# Whats Wrong With MY PICTURES!



## bigbingbangboom (Nov 3, 2002)

WHATS WRONG WITH MY PICTURES?THEY USE TO WORK WHAT HAVE YOU DONE TO THEM!!!AND I KNOW YOU DID SOMETHING TO THEM.


----------



## dumbsioux (Nov 3, 2002)

they work fine.  They have always worked.


----------



## torN (Nov 3, 2002)

L4merz


----------



## bigbingbangboom (Nov 3, 2002)

QUOTE(bigbingbangboom @ Nov 3 2002 said:


> WHATS WRONG WITH MY PICTURES?THEY USE TO WORK WHAT HAVE YOU DONE TO THEM!!!AND I KNOW YOU DID SOMETHING TO THEM.

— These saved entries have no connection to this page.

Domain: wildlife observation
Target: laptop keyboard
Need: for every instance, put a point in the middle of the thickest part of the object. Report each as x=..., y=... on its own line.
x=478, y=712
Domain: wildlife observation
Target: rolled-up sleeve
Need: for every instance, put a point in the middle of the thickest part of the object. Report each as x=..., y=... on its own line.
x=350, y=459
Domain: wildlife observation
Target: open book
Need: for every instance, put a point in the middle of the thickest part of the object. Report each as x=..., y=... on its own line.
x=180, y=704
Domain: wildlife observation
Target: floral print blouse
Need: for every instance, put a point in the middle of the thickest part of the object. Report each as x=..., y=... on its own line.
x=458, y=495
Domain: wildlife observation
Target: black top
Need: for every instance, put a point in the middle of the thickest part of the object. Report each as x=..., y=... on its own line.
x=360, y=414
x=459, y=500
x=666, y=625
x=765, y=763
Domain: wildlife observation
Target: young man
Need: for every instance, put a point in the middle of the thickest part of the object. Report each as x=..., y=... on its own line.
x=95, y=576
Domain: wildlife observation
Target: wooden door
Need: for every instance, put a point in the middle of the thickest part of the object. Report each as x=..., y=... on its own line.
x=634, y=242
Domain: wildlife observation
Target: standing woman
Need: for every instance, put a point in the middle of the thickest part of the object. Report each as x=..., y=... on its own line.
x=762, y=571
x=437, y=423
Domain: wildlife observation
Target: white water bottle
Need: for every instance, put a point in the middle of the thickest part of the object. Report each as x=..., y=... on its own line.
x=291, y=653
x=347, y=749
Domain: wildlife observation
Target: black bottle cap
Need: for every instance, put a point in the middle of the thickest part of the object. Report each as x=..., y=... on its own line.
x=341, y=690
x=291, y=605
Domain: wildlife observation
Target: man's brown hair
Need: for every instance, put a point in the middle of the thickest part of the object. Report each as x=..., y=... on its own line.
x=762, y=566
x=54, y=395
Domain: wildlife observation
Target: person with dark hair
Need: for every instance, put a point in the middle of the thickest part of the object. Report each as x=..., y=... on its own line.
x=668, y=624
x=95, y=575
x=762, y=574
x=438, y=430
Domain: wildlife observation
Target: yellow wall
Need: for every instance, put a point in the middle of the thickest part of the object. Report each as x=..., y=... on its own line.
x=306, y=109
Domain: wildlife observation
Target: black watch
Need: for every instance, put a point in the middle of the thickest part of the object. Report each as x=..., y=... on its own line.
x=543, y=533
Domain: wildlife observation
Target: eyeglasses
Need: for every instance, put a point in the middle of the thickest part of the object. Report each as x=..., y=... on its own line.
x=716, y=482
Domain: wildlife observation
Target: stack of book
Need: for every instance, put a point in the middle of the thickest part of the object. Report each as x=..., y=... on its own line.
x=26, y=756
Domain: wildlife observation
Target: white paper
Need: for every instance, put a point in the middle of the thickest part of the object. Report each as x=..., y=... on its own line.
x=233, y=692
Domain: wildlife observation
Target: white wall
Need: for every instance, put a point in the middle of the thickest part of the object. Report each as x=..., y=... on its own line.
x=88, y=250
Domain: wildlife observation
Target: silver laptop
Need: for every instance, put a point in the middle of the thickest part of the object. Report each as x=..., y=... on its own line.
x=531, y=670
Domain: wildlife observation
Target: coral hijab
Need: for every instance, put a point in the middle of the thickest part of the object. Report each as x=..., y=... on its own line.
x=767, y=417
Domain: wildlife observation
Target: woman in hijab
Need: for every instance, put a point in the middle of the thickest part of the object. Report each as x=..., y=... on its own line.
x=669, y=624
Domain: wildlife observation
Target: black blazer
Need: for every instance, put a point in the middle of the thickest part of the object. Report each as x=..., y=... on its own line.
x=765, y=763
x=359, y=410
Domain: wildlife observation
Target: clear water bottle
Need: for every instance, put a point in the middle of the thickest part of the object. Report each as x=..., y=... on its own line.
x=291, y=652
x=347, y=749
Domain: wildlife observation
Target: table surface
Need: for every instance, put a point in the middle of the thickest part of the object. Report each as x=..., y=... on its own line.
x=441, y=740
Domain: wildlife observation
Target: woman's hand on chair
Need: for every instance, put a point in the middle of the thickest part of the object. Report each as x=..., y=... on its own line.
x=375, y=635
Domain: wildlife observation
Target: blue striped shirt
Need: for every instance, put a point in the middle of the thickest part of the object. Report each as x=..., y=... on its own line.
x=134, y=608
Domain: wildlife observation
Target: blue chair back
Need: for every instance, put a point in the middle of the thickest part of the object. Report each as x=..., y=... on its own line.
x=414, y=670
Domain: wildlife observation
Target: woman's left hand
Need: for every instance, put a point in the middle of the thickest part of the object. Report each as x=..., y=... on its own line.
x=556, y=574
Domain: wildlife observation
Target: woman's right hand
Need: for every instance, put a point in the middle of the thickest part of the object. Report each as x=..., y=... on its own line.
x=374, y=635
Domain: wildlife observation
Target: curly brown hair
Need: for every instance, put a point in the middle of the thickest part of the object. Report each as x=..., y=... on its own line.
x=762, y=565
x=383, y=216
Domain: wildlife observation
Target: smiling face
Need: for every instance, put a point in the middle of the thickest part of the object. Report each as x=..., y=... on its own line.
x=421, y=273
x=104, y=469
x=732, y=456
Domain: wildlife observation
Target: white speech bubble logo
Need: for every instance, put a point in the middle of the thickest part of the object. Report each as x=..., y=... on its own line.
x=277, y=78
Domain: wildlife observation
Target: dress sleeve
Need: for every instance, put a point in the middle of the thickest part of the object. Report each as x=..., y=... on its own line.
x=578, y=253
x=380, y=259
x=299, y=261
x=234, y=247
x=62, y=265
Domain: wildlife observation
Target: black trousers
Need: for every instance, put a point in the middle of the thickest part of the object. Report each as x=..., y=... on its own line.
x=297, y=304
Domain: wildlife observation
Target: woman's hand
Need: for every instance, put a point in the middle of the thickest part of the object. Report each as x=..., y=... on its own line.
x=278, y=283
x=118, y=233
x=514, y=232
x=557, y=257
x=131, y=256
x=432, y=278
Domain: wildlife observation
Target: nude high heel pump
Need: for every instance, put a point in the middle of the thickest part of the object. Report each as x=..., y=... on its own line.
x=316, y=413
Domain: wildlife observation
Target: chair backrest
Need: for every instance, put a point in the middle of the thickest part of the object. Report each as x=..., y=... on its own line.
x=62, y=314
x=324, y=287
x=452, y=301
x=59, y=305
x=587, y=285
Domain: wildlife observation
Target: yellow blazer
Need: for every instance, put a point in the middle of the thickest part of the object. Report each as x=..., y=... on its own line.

O now they work whats up with this , one time they work the next they dont, I thougt you might have done something to them sorry.


----------



## drabag (Nov 3, 2002)

well perhaps a bit too ... overcooked


----------



## bigbingbangboom (Nov 3, 2002)

I tought that little baby csplaya031 went off and statered wineing to the GBAtemp people and made it where my pics dont work they still dont work right.There all small uuuuuuh.


----------



## Mr.Bing (Nov 3, 2002)

QUOTE(bigbingbangboom @ Nov 3 2002 said:


> I tought that little baby csplaya031 went off and statered wineing to the GBAtemp people and made it where my pics dont work they still dont work right.There all small uuuuuuh.


Would you like Mr.Bing and his booboo Batt to take care of him.


----------



## Kuraki (Nov 3, 2002)

um... it's so freaking annoying when u open up a forum and it takes forever to load the page cuz of those signature pictures...


----------



## drabag (Nov 3, 2002)

you're right but forums with pages and pages of writings without images are really boring too 
	

	
	
		
		

		
		
	


	



some signs are funny some are great ... have fun and enjoy


----------



## fluffykiwi (Nov 5, 2002)

I like avatars but dislike sig pics.

As to the pics not working, it could be your host of the pics doesnt like remote viewing.


----------



## SMN (Nov 6, 2002)

I agree with fluffykiwi

bigbingbangboom complains too much


----------



## khmeresco (Nov 6, 2002)

QUOTE(SMN @ Nov 6 2002 said:


> I agree with fluffykiwi
> 
> bigbingbangboom complains too much


yea i noticed that too, very impatient


----------



## Jay Boy (Nov 6, 2002)

www.boomspeed.com sign up and host your files there for free


----------



## NiN (Nov 6, 2002)

ROTFL!!!

U gotta be kiddin me!!!

'twas me!!! 'twas me!!! I mess up your files and I'll only put them back if you get gbatemp rid of all the lameless!!!


----------



## jEEb (Nov 7, 2002)

bigbangboom, thats real good acusation there.
i think ur the one complaining too much.
and if u wanna complain dont include my name in it, include ur mommas name instead, u know the one ur always with, (the ugly one).
SOrry im sayin this but u just PISS me off too much


----------



## jEEb (Nov 7, 2002)

look at my sig now huh? mines the smallest one here what now pie boy?


----------



## bigbingbangboom (Nov 7, 2002)

QUOTE(csplaya031 @ Nov 7 2002 said:


> look at my sig now huh? mines the smallest one here what now pie boy?


I wish i could understand you better but not every one understands faggot.
my problem with you is your an as*hole you know why you have no sence of humore.but whats wrong with you bring it back up again this was like a week ago get over it.really i could care less about this anymore so just get over its over.


----------



## KiVan (Nov 7, 2002)

bigbingbangboom you are creating too much problems... first spam.. and then this....

suspesion 48h-

closed


----------